Jestem kierowcą, mieszkam w St.W i uważam , że progów jest mało a piratów -idiotów za dużo.Ulice w mieście to nie tor wyścigowy !!!!!!!Prosimy o progi na ulicach dojazdowych . Koniecznie KEN.
Czy ktoś z Państwa piszących na tym forum może wytłumaczyć obsesyjny opór urzędasów aby nie montować na światłach sekundników czasu trwania danego kolory - wystarczy zielonego, lub przynajmniej pulsacji zielonego na ok.3-5 sek. przy zmianie na żółte i czerwone??. Chyba nie ma takiego urzędnika,który podejmie ten temat. Ale są nasi wybrańcy miasta i powiatu,ale oni mają to w głębokiej nieprzyzwoitości czyli w d...e. Tak nas traktują i tak w przyszłości zostaną potraktowani.!!

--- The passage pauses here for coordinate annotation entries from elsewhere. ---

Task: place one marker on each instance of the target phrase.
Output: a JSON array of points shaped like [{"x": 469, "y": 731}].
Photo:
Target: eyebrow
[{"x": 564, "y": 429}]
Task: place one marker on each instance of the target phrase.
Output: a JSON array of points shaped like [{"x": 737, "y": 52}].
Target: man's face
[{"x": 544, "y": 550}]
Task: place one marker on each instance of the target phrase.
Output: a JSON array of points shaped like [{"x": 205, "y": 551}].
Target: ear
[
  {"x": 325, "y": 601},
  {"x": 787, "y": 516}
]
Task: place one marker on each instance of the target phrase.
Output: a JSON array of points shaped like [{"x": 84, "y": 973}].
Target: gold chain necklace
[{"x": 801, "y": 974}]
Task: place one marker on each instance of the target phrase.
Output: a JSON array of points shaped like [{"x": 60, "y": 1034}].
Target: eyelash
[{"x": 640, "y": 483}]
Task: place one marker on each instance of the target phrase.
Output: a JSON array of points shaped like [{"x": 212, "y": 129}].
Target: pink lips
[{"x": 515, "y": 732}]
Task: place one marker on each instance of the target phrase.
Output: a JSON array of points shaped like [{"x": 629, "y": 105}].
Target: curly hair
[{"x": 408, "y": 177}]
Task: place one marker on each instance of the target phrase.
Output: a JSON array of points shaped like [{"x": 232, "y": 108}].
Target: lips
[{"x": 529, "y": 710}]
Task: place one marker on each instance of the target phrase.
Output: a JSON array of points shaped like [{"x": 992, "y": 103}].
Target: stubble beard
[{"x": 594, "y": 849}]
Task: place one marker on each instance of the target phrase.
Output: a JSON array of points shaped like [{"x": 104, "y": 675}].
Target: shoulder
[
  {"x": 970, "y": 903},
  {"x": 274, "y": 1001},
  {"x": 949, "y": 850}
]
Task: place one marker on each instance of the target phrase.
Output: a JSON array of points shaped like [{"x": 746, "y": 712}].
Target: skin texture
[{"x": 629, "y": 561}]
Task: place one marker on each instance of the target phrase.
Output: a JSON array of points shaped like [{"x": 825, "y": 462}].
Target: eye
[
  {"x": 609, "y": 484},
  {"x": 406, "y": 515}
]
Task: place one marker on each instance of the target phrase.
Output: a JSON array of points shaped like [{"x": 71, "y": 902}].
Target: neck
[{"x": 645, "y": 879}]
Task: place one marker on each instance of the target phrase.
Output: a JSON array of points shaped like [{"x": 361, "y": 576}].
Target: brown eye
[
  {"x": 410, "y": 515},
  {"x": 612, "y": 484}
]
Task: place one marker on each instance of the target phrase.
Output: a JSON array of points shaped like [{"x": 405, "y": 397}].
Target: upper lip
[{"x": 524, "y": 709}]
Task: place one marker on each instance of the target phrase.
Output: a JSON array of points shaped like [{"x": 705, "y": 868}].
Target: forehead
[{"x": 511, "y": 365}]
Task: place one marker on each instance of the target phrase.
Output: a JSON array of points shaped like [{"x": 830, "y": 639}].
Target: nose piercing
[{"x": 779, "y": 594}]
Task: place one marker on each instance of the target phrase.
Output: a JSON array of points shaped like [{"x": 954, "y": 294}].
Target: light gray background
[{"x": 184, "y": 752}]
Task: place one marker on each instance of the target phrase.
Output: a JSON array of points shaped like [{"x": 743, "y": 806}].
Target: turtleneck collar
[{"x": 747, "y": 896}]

my kierowcy musimy sie zorganizowac i robic blokady zeby prezydent stalowej woli dyrekcja drog i autostrad starosta stalowowolski i policja nas nie traktowala jako skarbonke ,a niestety tak teraz jest!!!!!!!!!!!w kupie sila kierowcy!!!!!!!!!!!!!
nie mam nic przeciwko progom, szykanom i innym spowalniaczom, ale te garby psują zawieszenie pojazdów. Przecież naprawa zawieszenia to są duże koszty. Ustawiono znaki ograniczające prędkość do 30 km/godz. Mam propozycję- może by ten kto zdecydował o zamontowaniu takiego bubla sam przejechał przez nie z dozwoloną prędkością. One nie spełniają swojej roli. Zamontowanie tych urządzeń jest przeciw kierowcom, a nie dla bezpieczeństwa pieszych. Jest spowalniacz zamontowany na ul.Brandwickiej. Jest na nim przejście dla pieszych. Próg ten spełnia swoje zadanie, bo pozwala pieszym przejść bezpiecznie i powoduje wymuszenia zmniejszenia prędkości w rejonie przejścia.Profil progu jest wykonany tak aby nie niszczył zawieszenia pojazdu przy ograniczonej prędkości.I tak powinno być.
Ten fragment ulicy Poniatowskiego od jakiegoś czasu był miejscem "wyscigów debili" co wszystkie rozumy pozjadali !!! Prawie jak tor wyścigowy !!! i TE OGRANICZENIA SĄ JAK NAJBARDZIEJ SKUTECZNE !!! i nie mówię tu aby jechać 40 km/h ale wystarczy odrobina wyobraźni i zwykłego przewidywania i będzie OK !... a jeśli komuś to nie pasuje to zabieraj się na autostradę i tam poszalej sobie do woli .... !!!!
zaorajmy ulicę to będzie można powiedzieć, ze nawet stłuczki nie ma. a na poważnie to przejazd przez te progi to dramat.
[/quote]- Właściciel drogi poszedł chyba po najmniejszej linii oporu [quote]
Nie ma najmniejszej lini, jest linia najmniejszego oporu!
Zeby droga byla bezpieczna trzeba calosc ogrodzic i przejscia nadziemne,predkosc min to 70 km na godzine.
Co za dyletanci... Poniatowskiego wymaga jedynie drobnych poprawek, a nie żadnej przebudowy. Modernizacja jest potrzebna w ciągu ulic Energetyków-Staszica-JPII. Wystarczy zamontować światła na każdym przejściu dla pieszych, liczniki czasu, ustawić zieloną falę i zwiększyć dopuszczalną prędkość do 70 km/h. Koszt poniżej miliona złotych, a efekt widoczny niemal po tygodniu robót. Mając taką średnicówkę, nikt nie będzie nawet myśleć o jeździe Poniatowskiego ani pozostałymi drogami osiedlowymi równoległymi do Alej!